I guess having been brought up on a diet of Masterpiece Theatre costume dramas, I expected London to be frozen in time. Certainly, there were many efforts to preserve the past; the Sofitel St. James, which had invited me on this inspection, was the former Cox's and King's Bank. Behind its historic exterior, each office had been converted in a deluxe room (with meeting and conference space for up to 170 on the lower level). A previous walk had taken me across the Millennium Bridge to the fabulous London Eye, the phenomenal Ferris wheel that can transport up to 25 passengers in one of its private capsules. Those developments were in what was always the hoity-toity part of town; but, in fact, even London's East End has been undergoing an astounding renaissance, particularly the docklands of Canary Wharf and the Isle of Dogs, where luxury properties and venues are springing up.

 

The Ripper tour concluded in what looked like a village, but what was, of all things, low-income "council" housing. As a Q&A period took place under a streetlight, I looked around in the gloaming, envying the people, their homes, and their well-kept community. 

 

Lord knows what they thought of me. These Ripper tours, which have always been popular (after all, it's Jack the Ripper!), were the brief subject of unrest back in 2001, when anticipation of the film From Hell swelled the tour numbers into the hundreds around the clock. At the time, this had angered locals, who resented a gawking mob clogging the sidewalks. By last year, however, the tour I attended had subsided to a still-respectable 50, which was then divided in two. 

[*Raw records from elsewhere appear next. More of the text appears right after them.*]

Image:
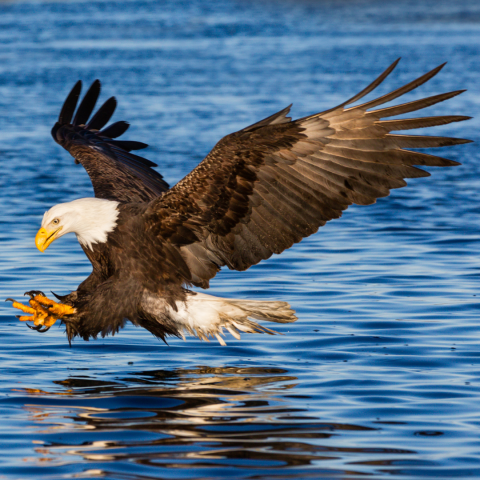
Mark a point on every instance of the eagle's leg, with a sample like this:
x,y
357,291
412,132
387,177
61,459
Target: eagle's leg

As applause and people scattering marked the end of the tour, I wondered in hindsight: If I were planning a group's night out, I would certainly put this on the itinerary—but not on the last night of the trip, should anyone want to revisit some of the remaining historic sites. Some of those shops and restaurants had looked really tantalizing, and the crew at the Ten Bells was certainly lively. I wished I had time to regroup and do all those things, and go up in the Eye, too. But no, it was late, I had already lost my sense of direction, and still had to go back to the hotel and pack. 


Looking back on this experience, I will just have to use my imagination.